Geschrieben am 26. September 2012 von für Litmag, LitMag-Lyrik

LitMag-Weltlyrik: Jules Supervielle

Tauschen

Aus der Lache des dämmernden Tags
tranken die langen Vögel der Nacht,
nun liegen sie tot umher
beim letzten Seufzer des Mondes.

Doch sieh die Flamingos der Röte,
sie bauen ihr Nest sich im Licht,
mit der Seide der Himmelsränder
und dem goldenen Wind ihrer Flügel.

Übersetzt von Friedhelm Kemp

Quelle: Hans Magnus Enzensberger: Museum der modernen Poesie, Frankfurt am Main, 2002

Jules Supervielle (* 16. Januar 1884, Montevideo; † 17. Mai 1960, Paris) war ein „Weltbürger“ ohne dass er sich je so bezeichnet hätte. Seine baskischen Eltern waren nach Uruguay ausgewandert, um dort eine Bank zu gründen. In Montevideo geboren verlor er seine Eltern auch bereits acht Monate nach seiner Geburt. Sie starben beide während eines Aufenthalts in ihrer baskischen Heimat. Jules Supervielle wuchs in Uruguay auf, heiratete dort auch seine Frau Pilar Saavedra.

Sein ganzes Werk, zu dem nicht nur Gedichte sondern auch Theaterstücke und Prosa gehörte, widmete er dem kulturellen Austausch zwischen der spanischsprachigen und der französischen Welt. Im I. Weltkrieg wurden seine besonderen Sprachkenntnisse von der französischen Spionageabwehr genutzt. Nach dem II. Weltkrieg wurde er zum uruguayischen Kulturattachè in Paris ernannt, wo er die letzten Jahrzehnte seines Lebens verbrachte und u.a. Freund von Paul Celan war.

Gleichrangig neben Supervielle muss hier auch seines Übersetzers Friedhelm Kemp gedacht werden, der vor einem Jahr in München gestorben ist.

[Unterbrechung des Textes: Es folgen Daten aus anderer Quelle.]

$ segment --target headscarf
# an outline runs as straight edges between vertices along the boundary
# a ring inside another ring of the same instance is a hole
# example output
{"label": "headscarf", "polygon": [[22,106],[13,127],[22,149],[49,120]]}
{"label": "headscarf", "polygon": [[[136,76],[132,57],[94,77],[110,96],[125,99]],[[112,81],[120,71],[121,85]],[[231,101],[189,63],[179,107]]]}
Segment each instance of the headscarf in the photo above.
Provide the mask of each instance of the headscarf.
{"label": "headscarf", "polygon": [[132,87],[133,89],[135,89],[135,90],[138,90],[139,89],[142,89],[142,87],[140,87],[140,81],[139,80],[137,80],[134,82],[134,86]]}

Wer sich mit dem Übersetzen von Lyrik, vor allem aus den romanischen Sprachen beschäftigt, wird an dem Werk von Kemp nicht vorbeikommen. In seiner Dankrede für den Joseph-Breitbach-Preis im September 1998 sagte er u.a.: „Je mehr wir die Welt mit einem feinmaschigen Netz an literarischen Übersetzungen überziehen, desto gespenstischer verdämmern im Hintergrund die gewaltigen Massen des Unübersetzten und Unübersetzbaren. Darum wäre nichts dringlicher als, um der Verständigung willen, die Wahrnehmung des Fremden, des Fremdartigen, der irreduziblen Andersheit zu kräftigen.“

Oder, so sei hier bescheiden ergänzt, Lyrik aus aller Welt, grenzenlos, aus allen Epochen, uns heute bereichernd, damit wir uns nicht „in unseren Provinzen einkerkern“, wie Paul Valèry, ein Zeitgenosse von Supervielle es einmal gesagt hat.

(Das Zitat von Friedhelm Kemp wurde entnommen: „metaphorà.“ Zeitschrift für Literatur und Übertragung, Heft 5. Friedhelm Kemp zum 85. Geburtstag, München, 1999).